Ce précédent jugement date de 1998 et vise directement Faouzi Lamdaoui. C’était au début des années 1990 avec « Starter SARL » pour du transport de courrier et de colis. Lamdaoui en devient l’associé et le gérant en 1992. Mais après quelques mois, la société est placée en liquidation judiciaire et une procédure est engagée. Il manque dans les caisses de l’entreprise « environ 1 051 224 F » (francs), selon le tribunal de commerce de Paris.

Selon le jugement rendu le 8 juin 1998, consulté par Mediapart, la justice reproche aux deux derniers gérants d’avoir « tenu une comptabilité fictive ou fait disparaître des documents comptables de la personne morale ou s’être abstenu de tenir toute comptabilité conforme aux règles légales », d’avoir « omis de faire dans le délai de quinze jours la déclaration de l’état de cessation de paiements » et de ne pas avoir « collaboré au bon déroulement de la procédure » judiciaire. Aucun des deux cogérants ne s’est présenté au tribunal.
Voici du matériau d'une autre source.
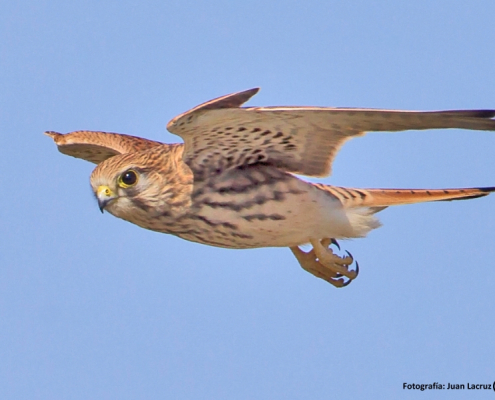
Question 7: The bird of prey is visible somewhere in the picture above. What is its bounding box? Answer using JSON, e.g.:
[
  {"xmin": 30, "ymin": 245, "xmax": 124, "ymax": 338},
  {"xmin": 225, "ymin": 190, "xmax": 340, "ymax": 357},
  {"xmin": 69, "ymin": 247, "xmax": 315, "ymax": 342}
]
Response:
[{"xmin": 46, "ymin": 88, "xmax": 495, "ymax": 287}]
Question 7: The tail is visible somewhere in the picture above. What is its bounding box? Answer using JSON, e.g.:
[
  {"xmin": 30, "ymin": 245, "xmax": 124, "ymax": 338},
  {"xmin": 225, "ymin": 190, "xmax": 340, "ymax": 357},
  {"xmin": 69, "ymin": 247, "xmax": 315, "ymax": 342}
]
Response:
[{"xmin": 316, "ymin": 184, "xmax": 495, "ymax": 208}]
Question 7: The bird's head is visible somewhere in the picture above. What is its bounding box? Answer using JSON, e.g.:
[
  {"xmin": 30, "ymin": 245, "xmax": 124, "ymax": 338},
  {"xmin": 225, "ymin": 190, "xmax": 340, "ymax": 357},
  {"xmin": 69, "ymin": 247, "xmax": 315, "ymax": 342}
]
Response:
[
  {"xmin": 91, "ymin": 146, "xmax": 192, "ymax": 228},
  {"xmin": 90, "ymin": 153, "xmax": 159, "ymax": 219}
]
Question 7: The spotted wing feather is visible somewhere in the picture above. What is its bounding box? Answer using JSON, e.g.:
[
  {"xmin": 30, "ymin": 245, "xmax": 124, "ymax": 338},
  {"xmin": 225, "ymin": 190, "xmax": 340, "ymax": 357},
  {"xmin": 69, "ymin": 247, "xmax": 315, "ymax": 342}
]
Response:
[
  {"xmin": 167, "ymin": 89, "xmax": 495, "ymax": 176},
  {"xmin": 45, "ymin": 131, "xmax": 162, "ymax": 164}
]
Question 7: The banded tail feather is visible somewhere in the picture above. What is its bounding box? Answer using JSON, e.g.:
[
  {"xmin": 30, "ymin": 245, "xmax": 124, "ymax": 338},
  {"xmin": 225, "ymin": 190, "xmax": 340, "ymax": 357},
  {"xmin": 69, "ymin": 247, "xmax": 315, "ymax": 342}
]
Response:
[{"xmin": 316, "ymin": 184, "xmax": 495, "ymax": 208}]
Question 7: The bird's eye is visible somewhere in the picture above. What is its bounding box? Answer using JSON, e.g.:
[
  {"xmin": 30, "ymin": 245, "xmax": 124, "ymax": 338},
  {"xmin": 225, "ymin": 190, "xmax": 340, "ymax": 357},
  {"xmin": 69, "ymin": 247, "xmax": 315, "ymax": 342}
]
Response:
[{"xmin": 119, "ymin": 169, "xmax": 137, "ymax": 188}]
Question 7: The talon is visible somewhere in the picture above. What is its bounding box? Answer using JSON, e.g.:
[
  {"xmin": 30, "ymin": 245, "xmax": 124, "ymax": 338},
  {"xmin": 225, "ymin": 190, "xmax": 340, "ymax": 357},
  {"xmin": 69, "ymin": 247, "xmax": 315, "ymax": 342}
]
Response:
[
  {"xmin": 345, "ymin": 250, "xmax": 354, "ymax": 265},
  {"xmin": 341, "ymin": 275, "xmax": 357, "ymax": 287}
]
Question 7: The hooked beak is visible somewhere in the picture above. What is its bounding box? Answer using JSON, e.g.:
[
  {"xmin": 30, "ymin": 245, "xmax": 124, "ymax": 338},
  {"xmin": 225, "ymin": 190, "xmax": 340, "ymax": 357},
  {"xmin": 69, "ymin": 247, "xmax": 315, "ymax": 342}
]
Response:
[{"xmin": 96, "ymin": 185, "xmax": 117, "ymax": 213}]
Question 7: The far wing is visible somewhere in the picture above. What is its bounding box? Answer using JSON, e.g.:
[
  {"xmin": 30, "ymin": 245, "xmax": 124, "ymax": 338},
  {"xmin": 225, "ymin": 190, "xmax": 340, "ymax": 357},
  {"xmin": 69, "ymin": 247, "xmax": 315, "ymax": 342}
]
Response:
[
  {"xmin": 167, "ymin": 89, "xmax": 495, "ymax": 176},
  {"xmin": 45, "ymin": 131, "xmax": 162, "ymax": 164}
]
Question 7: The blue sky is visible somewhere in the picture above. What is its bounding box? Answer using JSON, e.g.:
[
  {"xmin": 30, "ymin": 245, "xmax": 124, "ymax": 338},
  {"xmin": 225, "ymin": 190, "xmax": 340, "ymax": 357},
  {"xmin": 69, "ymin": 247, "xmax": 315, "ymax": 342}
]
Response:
[{"xmin": 0, "ymin": 0, "xmax": 495, "ymax": 400}]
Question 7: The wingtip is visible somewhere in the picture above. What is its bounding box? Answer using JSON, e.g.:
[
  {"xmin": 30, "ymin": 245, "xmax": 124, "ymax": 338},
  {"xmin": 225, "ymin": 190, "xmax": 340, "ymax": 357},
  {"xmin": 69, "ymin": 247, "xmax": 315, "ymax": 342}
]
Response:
[{"xmin": 44, "ymin": 131, "xmax": 61, "ymax": 139}]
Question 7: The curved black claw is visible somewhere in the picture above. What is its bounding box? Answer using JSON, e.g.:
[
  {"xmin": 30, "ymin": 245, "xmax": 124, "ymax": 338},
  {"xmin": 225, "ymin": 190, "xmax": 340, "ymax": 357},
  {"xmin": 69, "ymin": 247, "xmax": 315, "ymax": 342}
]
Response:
[{"xmin": 345, "ymin": 250, "xmax": 359, "ymax": 279}]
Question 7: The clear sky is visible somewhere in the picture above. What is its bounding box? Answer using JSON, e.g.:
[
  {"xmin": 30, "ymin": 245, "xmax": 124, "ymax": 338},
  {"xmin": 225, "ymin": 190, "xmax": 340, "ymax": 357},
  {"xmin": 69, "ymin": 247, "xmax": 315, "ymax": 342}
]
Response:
[{"xmin": 0, "ymin": 0, "xmax": 495, "ymax": 400}]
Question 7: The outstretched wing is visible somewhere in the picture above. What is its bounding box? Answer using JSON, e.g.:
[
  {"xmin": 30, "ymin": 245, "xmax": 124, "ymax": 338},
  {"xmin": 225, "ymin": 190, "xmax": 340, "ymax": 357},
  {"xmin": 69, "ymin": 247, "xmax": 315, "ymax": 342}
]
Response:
[
  {"xmin": 45, "ymin": 131, "xmax": 162, "ymax": 164},
  {"xmin": 167, "ymin": 89, "xmax": 495, "ymax": 176}
]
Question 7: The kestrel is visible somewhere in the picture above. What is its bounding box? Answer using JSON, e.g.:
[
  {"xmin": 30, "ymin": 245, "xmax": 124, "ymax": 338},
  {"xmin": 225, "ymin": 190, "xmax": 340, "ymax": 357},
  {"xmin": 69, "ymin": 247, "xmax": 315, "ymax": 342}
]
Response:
[{"xmin": 46, "ymin": 89, "xmax": 495, "ymax": 287}]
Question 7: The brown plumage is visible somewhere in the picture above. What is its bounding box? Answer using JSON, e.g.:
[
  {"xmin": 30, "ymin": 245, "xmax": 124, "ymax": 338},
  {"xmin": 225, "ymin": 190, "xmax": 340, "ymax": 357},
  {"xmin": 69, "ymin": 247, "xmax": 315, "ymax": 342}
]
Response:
[{"xmin": 46, "ymin": 89, "xmax": 495, "ymax": 286}]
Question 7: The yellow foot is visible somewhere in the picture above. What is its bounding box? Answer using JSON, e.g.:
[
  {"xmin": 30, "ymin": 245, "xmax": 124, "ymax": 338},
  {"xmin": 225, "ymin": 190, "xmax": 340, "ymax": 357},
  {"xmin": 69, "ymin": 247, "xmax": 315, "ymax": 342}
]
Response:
[{"xmin": 290, "ymin": 239, "xmax": 359, "ymax": 287}]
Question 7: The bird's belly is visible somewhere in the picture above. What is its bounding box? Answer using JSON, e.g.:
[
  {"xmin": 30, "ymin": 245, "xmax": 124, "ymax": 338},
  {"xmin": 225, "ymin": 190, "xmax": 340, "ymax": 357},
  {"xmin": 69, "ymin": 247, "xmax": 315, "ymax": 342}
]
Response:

Faouzi Lamdaoui et son comparse sont condamnés à la faillite personnelle pour quinze ans. Une sanction particulièrement sévère, qui empêche notamment de gérer une entreprise et vaut inscription au casier judiciaire.

Mais un an plus tard, le futur conseiller de François Hollande sort blanchi de la cour d’appel : d’abord parce que le tribunal a jugé que les convocations au tribunal n’avaient pu lui parvenir en raison d’un déménagement ; ensuite parce que Faouzi Lamdaoui n’était resté que quelques mois gérant et associé de Starter. Une période qui, malgré les difficultés déjà patentes de la SARL, n’a pas été prise en compte dans la procédure judiciaire.

« En définitive, il n’y a pas lieu à sanction personnelle à l’encontre de M. Lamdaoui », conclut la cour d’appel le 17 décembre 1999. Reste qu’à compter de cette date, le militant socialiste n’apparaît plus jamais officiellement comme gérant des SARL qu’il crée et dont il est le directeur logistique ou « technique et commercial ». « M. Lamdaoui est un apporteur d’affaires ; il ne s’occupe jamais de la gestion. Si ces affaires tournent mal ou qu’elles sont gérées par des amateurs, M. Lamdaoui n’a rien à y voir », jure son avocat Ardavan Amir-Aslani.